The Cookcamp
- The Cookcamp first edition cover.
- Author: Gary Paulsen
- Language: English
- Series: Alida's series
- Publisher: Scholastic
- Publication date: March 1, 1991
- Publication place: United States
- Media type: Print (hardback)
- Pages: 115 pp (first edition)
- ISBN: 0-531-05927-8
- OCLC: 22006371
- LC Class: PZ7.P2843 Co 1991
- Followed by: Alida's Song

= The Cookcamp =

1991 novel by Gary Paulsen

The Cookcamp is a young adult novel by American author Gary Paulsen, published on March 1, 1991, by Scholastic. In 1999 it was followed by the sequel Alida's Song.

The story is about a boy who is sent to the north to live with his grandmother because of his parents being occupied with World War II.

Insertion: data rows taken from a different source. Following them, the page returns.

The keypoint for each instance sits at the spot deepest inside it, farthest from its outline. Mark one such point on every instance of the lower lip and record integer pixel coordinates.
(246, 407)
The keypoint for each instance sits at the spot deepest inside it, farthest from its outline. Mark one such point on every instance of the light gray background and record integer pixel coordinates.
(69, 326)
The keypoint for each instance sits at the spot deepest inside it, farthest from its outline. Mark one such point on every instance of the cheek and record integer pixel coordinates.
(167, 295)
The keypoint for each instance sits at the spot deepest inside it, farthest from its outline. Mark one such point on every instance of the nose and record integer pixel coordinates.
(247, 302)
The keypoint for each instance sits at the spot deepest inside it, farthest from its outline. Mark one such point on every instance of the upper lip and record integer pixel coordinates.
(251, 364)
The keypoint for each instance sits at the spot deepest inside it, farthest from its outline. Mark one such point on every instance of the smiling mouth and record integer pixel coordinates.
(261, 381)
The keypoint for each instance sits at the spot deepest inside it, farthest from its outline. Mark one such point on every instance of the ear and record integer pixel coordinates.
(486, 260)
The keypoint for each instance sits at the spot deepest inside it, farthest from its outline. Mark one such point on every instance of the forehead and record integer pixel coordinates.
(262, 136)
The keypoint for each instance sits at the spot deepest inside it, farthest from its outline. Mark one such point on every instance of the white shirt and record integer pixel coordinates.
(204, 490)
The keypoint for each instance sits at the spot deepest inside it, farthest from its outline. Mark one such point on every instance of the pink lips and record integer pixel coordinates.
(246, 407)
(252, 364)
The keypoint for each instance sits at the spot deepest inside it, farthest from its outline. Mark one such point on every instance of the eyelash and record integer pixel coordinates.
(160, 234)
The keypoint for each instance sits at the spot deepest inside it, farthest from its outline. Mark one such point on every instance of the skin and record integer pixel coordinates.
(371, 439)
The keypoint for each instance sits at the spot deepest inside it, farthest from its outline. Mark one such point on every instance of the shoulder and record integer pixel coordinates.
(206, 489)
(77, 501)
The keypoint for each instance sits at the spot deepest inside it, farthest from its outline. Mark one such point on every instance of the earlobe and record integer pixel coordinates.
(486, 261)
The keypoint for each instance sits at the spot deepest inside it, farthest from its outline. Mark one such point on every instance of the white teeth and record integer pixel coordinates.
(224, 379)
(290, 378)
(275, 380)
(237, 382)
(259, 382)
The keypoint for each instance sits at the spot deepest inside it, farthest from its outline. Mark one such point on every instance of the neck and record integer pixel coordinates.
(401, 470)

Reviewers identified autobiographical elements to the story, particularly the grandmother, who is believed to be modeled on Paulsen's own grandmother. One reviewer called the book "a heart-warming nonfiction account of his childhood". In a review in The New York Times, Patty Campbell praised the book's "grave humor" and "almost unbearable poignancy". A review in Kirkus summarized the book as "a memorable evocation of a special time and place, grounded in authentic insight into deeper truths".